Onward to Cleveland

Navigating through towering weeds and trudging across rapidly melting snow, the remnants of the Republic Rubber facility emerged. This deteriorated complex is a testament to the impacts of globalization, mechanization, and corporate cost-cutting once tires and hoses are produced for the automotive and aerospace sectors. At its zenith, Republic employed 2,300 individuals with a payroll of $4 million. However, it succumbed in 1989, concluding a decade-long struggle under an employee buyout.

Republic Rubber’s plight is not unique. Situated in Youngstown, Ohio, a city once emblematic of the Rust Belt’s decline, it now undergoes a revival. Fueled partially by a surge in domestic oil and gas production, resulting in over a billion dollars in new industrial investment and a flourishing downtown adorned with new apartments, restaurants, and breweries, the city has undergone a remarkable transformation.

Moreover, the numerous vacant and abandoned industrial sites that previously marked every entrance to Youngstown’s city center have been demolished. Some have given way to industrial parks and recreational facilities, while ambitious plans for additional green spaces and urban development have been proposed elsewhere.

In the evening, I revisited the Newburgh Masonic Temple in Cleveland’s Mile Park neighborhood. A prominent city landmark, its distinctive brick and terra cotta facade was erected in 1916, gracing what was once the village of Newburgh’s public square.

Like other inner-city neighborhoods in Cleveland, Miles Park witnessed a substantial decline in population and status during the latter half of the 20th century, coinciding with the relocation, downsizing, or outright closure of much of the surrounding industry. The temple remained in use until 1977, when it merged with a lodge in Brecksville.

Large-scale industrial abandonment, such as at National Acme, is infrequent. Once a major manufacturer of machine tools in the United States, National Acme in Cleveland originated from the merger of two notable machine tool manufacturers: the Cleveland Twist Drill Company and the National Acme Company.

Like many manufacturers in the 1970s and 1980s, diversity was crucial for survival. Despite being one of the largest machine tool manufacturers in 1980, it faced a significant drop in total shipments within a few years due to an influx of cheap imports from low-wage countries. Record sales turned into record losses, leading National Acme to trim its workforce and shutter plants.

To navigate the turbulence, National Acme acquired telecommunication and electronic companies. By 1990, the company recorded profitable quarters but continued to divest itself of its former mainstay. In 1995, its cutting tool manufacturing operations were sold to DeVlieg-Bullard, and the company gradually moved operations to a modern plant in Twinsburg, completely closing the Cleveland plant in 2002.

After the facility was vacated, it became an illegal landfill.
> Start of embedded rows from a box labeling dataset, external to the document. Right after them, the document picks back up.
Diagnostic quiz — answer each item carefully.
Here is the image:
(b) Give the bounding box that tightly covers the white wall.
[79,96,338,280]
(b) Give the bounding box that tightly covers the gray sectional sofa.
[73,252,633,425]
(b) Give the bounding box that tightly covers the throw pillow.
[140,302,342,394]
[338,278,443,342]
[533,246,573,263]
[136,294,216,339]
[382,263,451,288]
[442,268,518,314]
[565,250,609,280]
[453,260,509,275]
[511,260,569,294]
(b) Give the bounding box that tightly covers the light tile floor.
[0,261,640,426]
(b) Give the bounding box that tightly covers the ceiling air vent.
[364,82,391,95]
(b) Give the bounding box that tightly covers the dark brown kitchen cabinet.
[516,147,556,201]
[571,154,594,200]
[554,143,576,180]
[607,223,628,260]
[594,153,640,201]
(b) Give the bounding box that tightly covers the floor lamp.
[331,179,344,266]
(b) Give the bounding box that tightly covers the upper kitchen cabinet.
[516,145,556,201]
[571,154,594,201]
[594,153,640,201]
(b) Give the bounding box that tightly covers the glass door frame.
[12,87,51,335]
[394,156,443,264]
All Points, a garbage disposal company operated by Christopher L. Gattarello, leased National Acme’s factory for a proposed cardboard and paper waste recycling facility. However, the facility was never constructed, and instead, the building’s shell became a dumping ground for household garbage. Gattarello faced charges of illegal open dumping, operating a solid waste landfill without a license, and running a solid waste transfer facility without a permit.
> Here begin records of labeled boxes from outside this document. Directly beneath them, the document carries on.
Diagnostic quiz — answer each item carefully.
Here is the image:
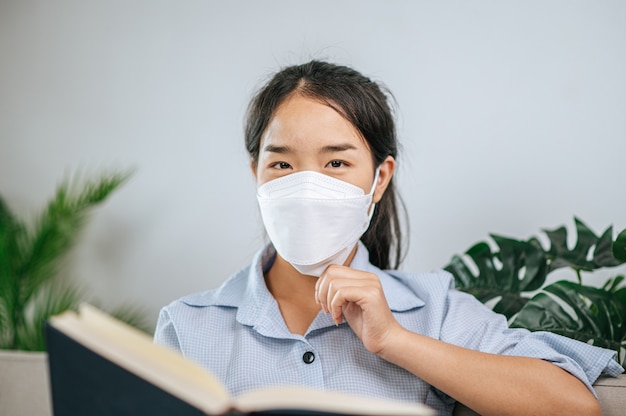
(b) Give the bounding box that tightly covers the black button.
[302,351,315,364]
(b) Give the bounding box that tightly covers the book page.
[235,387,435,416]
[50,305,230,414]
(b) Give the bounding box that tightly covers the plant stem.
[574,269,583,286]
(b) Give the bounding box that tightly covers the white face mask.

The Warner & Swasey Observatory, a gift from Worchester Warner and Ambrose Swasey to Case Western Reserve University, opened in 1920. Light pollution from neighboring Cleveland eventually led to its closure in 1983.

In 2005, the abandoned observatory was sold at a foreclosure auction for $115,000 to Nayyir Al Mahdi and his girlfriend, Stacey Stoutemire. Initially planning to restore the building as a residence, their intentions were abandoned after the couple was convicted of mortgage fraud.

As bleak as the observatory’s current state was, it paled compared to the poorhouse we encountered the following day.